The late Alec Guinness and I have something in common: we both owe a little debt to G. K. Chesterton’s fictional character, Father Brown. I’ll talk about my debt here, and I’ll talk about the debt Guinness had to the character at the end of the post.
When I was a kid, I loved the Encyclopedia Brown books by Donald Sobol. Each book was a collection of mini-mysteries. The inspiration for the character was obviously Father Brown, about whom Chesterton wrote many short stories (he never wrote a Father Brown novel). When I wrote my own series of Bill the Warthog mysteries, I flagrantly ripped off Sobel’s Encyclopedia Brown. I think that sort of makes Bill the Warthog the grandson of Father Brown. (Though nothing has ever topped the original Chesterton stories. Start with “The Blue Cross” and continue from there.)
But we don’t usually do TV churches, we do movie churches. Back in 1934, a version called Father Brown, Detective, starried Walter Connolly as the priest. Germans made two films, Das Schwarze Schaf (The Black Sheep) in 1960 and Er Kann’s Nicht Lassen (He Can’t Stop Doing It) two years later. But really, only one film has done justice to the character of Father Brown, and that is 1954’s The Detective starring Sir Alec Guinness as Father Brown.
An officer from another district informs them that Father Brown is, in fact, a real priest ,“I think you’ve got the genuine article.” They release him (the police can’t imagine a real priest being a thief).
Father Brown thanks them for their hospitality. “It’s been most interesting. I’ve never been in a cell, except a monastery cell.”
So Father Brown goes to see the man truly responsible for the crime, a man named Bert. Brown tells him that he is greatly disappointed in him for being a thief, but even more disappointed in him for being such an incompetent thief. “You should consider honest work,” Father Brown says -- and gets him a job as a chauffeur for a rich widow.

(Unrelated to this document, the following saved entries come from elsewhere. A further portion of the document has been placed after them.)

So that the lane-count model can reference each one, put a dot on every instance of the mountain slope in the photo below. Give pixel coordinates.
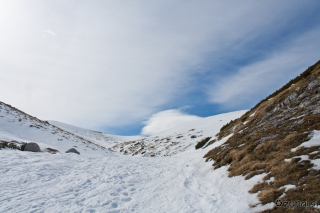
(178, 139)
(265, 140)
(20, 127)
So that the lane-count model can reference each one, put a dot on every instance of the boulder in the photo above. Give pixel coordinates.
(32, 147)
(73, 150)
(50, 150)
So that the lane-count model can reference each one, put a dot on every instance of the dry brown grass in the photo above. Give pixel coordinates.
(266, 140)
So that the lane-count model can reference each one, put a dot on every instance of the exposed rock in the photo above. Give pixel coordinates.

Father Brown has one valuable item in his church, a cross that belonged to St. Augustine. (I would question the provenance of the object, but everyone in the film accepts the genuine nature of the item.) Brown plans to take the cross to a gathering at the Vatican, but the police warn him that the notorious thief, Gustave Flambeau (Peter Finch), will try to steal the precious object. Brown is excited by the opportunity to meet the famed thief and hopes to help him find redemption.

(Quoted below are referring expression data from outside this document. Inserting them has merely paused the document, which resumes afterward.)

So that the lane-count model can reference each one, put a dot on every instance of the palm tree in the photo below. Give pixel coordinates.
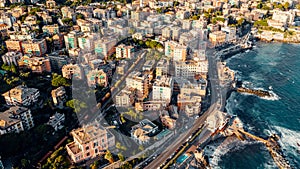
(108, 156)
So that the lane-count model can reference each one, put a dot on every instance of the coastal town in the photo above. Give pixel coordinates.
(127, 84)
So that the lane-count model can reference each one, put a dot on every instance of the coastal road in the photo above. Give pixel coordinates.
(217, 104)
(180, 140)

We get to see Brown use his powers of deduction in the film, often to recognize Flambeau while in disguise (What priest would order a ham sandwich on a Friday?), but even more, we see Brown use the power of empathy to understand the thief. Brown explains, “I try to get so far inside a man, I can feel his motives and become a criminal without actually committing the crime.” He also says, “The more you hear other people, the more you know yourself. The more you know yourself, the more you know other people.”
That’s why I’m giving Father Brown our highest Movie Churches rating of Four Steeples.
Oh, and what did Sir Alec Guinness learn from the character of Father Brown? Guinness was raised in the Anglican church, but was essentially an atheist. Paying Father Brown opened him up to the possible goodness to be found in Catholicism, and he eventually became a convert himself.